Durante l’interrogatorio ammise di avere una sorta di “compulsione” verso le donne, che gli si era manifestata quando era solo un ragazzo e questo lo spingeva commettere atti osceni. Anche nel caso delle due ragazzine, queste erano scappate quando lui le aveva avvicinate, e questo lo aveva eccitato, poi per paura di essere denunciato le aveva uccise. Il giovane Buckland e il fornaio Pitchfork sono stati i primi due sospettati a sperimentare il l’uso del profilo del DNA in un aula di giustizia. Il primo, vedendo dimostrata la sua innocenza, il secondo, vedendo definitivamente provata la sua colpevolezza. Nel 1988 Colin Pitchfork fu condannato all’ergastolo, con una pena minima di trenta anni per la violenza e l’omicidio di delle due ragazzine.

 

La confessione

Pitchfork si è dichiarato lui stesso colpevole di due reati di omicidio, due di stupro, due di aggressione indecente e uno di cospirazione per depistare il corso della giustizia. Il suo mandato minimo è stato ridotto di due anni nel 2009. Sebbene gli sia stata negata la libertà vigilata nel 2016 e nel 2018, Pitchfork è stato trasferito in una prigione aperta tre anni fa. Un documento che illustrava in dettaglio la decisione del Parole Board diceva: «Dopo aver considerato le circostanze del suo reato, i progressi compiuti durante la detenzione e le prove presentate all'udienza, il panel è convinto della sua decisione, dopo aver preso in considerazione più di 1.100 pagine di informazioni, dichiarazioni di vittime e ha ascoltato prove dal colpevole stesso, nonché dai suoi agenti di libertà vigilata, dalla polizia e da uno psicologo. Secondo il documento, al momento del delitto, Pitchfork pensava molto al sesso, usava "a violenza e la forza eccessiva e il sesso per dimostrare potere e controllo sulle donne».
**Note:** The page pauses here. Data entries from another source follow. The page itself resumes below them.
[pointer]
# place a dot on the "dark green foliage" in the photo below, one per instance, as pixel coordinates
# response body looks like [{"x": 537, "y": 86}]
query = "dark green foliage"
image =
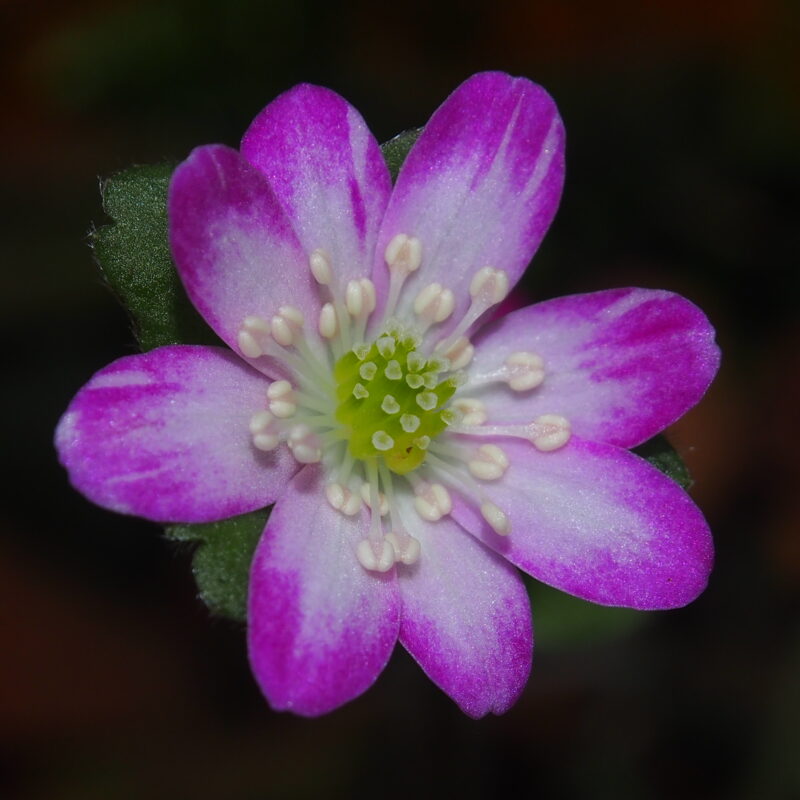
[
  {"x": 663, "y": 456},
  {"x": 221, "y": 562},
  {"x": 396, "y": 149},
  {"x": 133, "y": 255}
]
La decisione del Parole Board

Ha anche lottato per far fronte alla rabbia, alla solitudine e aveva la volontà di "cercare vendetta". Durante il suo periodo dietro le sbarre ha preso parte a diversi corsi per affrontare il suo comportamento e il panel ha accertato che "il comportamento in custodia di Pitchfork era stato positivo e aveva incluso ampi sforzi per aiutare gli altri", comprese le capacità di apprendimento per aiutare le persone disabili, afferma il documento. Il rilascio di Pitchfork era stato soggetto a rigide condizioni di licenza.